EQを伸ばすために、自分の体に注意を向けましょう。
というのも、情動や感情はどれも体と結びついているからです。
僕たちは、心よりも体で情動を経験しているといえます。
そして、注意を体に向けることで、知覚できる情動の解像度が上がるのです。
情動を高解像度で知覚する
解像度が上がるというのは、知覚が時間的にも空間的にも高度に洗練されるということ。
自分の情動をうまく知覚できるほど、その情動を管理しやすくなります。
映画『マトリックス』のネオが、飛んでくる弾丸をスローモーションで見るように、情動の湧き起こる瞬間や変化する様子を眺められるのです。
高解像度で知覚する能力を育てるためには、マインドフルネスを体に向けましょう。
たとえば「怒り」は、胸が締めつけられる感覚や浅い呼吸などと結びついています。
なので、身体感覚に注意していれば、怒りが湧き起こるのを予期でき、相手とケンカになったりする前に適切な行動をとれるのです。
体の声を聞けば直感力が上がる
情動というのは強い生理的要素を伴うので、僕たちも生理的なレベルで対処する必要があるのです。
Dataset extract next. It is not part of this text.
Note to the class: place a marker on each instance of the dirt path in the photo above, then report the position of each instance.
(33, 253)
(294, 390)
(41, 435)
そして、自分の体を高解像度で知覚する能力が育つことで、直感力も高まります。
なので、身体感覚の観察を学ぶことはとても実りが多いのです。
マルコム・グラッドウェル氏も「なんとなく」という感覚が正しいことを、体の生理的な反応と結びつけて説明しています。
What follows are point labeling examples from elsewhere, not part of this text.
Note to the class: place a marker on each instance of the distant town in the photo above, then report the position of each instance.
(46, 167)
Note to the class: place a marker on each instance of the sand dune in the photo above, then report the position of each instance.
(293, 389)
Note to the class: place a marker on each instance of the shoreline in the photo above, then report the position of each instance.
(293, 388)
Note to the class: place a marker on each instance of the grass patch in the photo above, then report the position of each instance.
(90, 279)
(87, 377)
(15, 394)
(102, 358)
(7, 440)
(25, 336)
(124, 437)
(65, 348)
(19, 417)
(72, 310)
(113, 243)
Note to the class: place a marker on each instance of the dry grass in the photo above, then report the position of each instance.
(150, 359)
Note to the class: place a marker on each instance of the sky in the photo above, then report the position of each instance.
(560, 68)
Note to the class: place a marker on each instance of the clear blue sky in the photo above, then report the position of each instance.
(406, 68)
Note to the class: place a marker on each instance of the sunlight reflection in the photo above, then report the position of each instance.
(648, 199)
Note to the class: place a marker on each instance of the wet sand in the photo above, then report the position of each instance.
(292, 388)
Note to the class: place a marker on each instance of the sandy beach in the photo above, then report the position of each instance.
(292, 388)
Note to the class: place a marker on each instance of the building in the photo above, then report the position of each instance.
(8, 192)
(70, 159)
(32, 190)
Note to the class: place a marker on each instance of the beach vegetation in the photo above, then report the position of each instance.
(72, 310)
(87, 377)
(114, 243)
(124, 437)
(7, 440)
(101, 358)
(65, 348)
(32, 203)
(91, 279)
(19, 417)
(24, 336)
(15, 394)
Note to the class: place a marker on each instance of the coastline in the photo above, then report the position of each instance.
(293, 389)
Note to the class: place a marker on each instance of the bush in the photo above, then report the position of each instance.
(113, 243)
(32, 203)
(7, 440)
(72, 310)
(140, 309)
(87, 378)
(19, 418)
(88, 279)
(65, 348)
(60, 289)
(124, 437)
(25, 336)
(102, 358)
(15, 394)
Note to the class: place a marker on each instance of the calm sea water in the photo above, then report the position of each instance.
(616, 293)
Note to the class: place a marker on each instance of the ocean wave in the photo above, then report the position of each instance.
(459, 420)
ダニエル・ゴールマン氏は、大脳基底核が、直感的な感覚として「これは正しい、これは間違っている」を伝えるのだ、と述べています。
だから直感というものは体や腹の底で感じるものの、なかなか言葉で表現できません。
あるがままでいる経験が一番貴重
マインドフルネスによって注意力は鍛えられ、明瞭で安定したものになります。
その注意力を情動に向けることで、情動経験を高解像度で知覚できます。
そしてEQを伸ばす土台ができて、僕たちは幸せになれるわけです。
著者のメン氏は毎晩、寝る前に娘さんと2分間、マインドフルな状態ですごすのを習慣にしているそうです。
ただあるがままでいることを楽しむ、ただ存在するというのは、あたりまえであると同時に一番貴重な経験となります。
この経験を、メン氏はマインドフルネスを大人に教える上での基礎としているのです。
理解だけなら簡単にできる
マインドフルネスを人に教える際にありがたいのは、それが呆れるほどにやさしいことです。
僕たちはマインドフルネスがどんなものかを知っていて、すでにときどき経験しています。
簡単に言ってしまうと、マインドフルネスとは「ただあるがままでいるときの心」です。
とはいえ、その心を深め、持続させるのは難しく、練習する必要があります。
マインドフルネスそのものを理解するのはやさしいですが、あるゆる状況でマインドフルに存在していたいのです。
やさしい手法と、もっとやさしい手法
メン氏はマインドフルネスを経験する方法をふたつ紹介しています。
それは「やさしい手法」と「もっとやさしい手法」と呼ばれているもの。
「やさしい手法」では、2分間、自分の呼吸に注意を向け続けます。
「もっとやさしい手法」は、何もせずに2分間、ただ座っているだけです。
2分間だけ、何かを「する」のではなく「あるがままでいる」モードになることが狙いです。
単純な練習で人生が変わる
これら単純なエクササイズがマインドフルネスの練習になり、頻繁にやることで、本来の心にある穏やかさと明瞭さが深まります。
多くの人にとって、人生が変わるような練習になります。
何より素晴らしいのは、そのやり方を子供でもエンジニアでも知っていることなのです。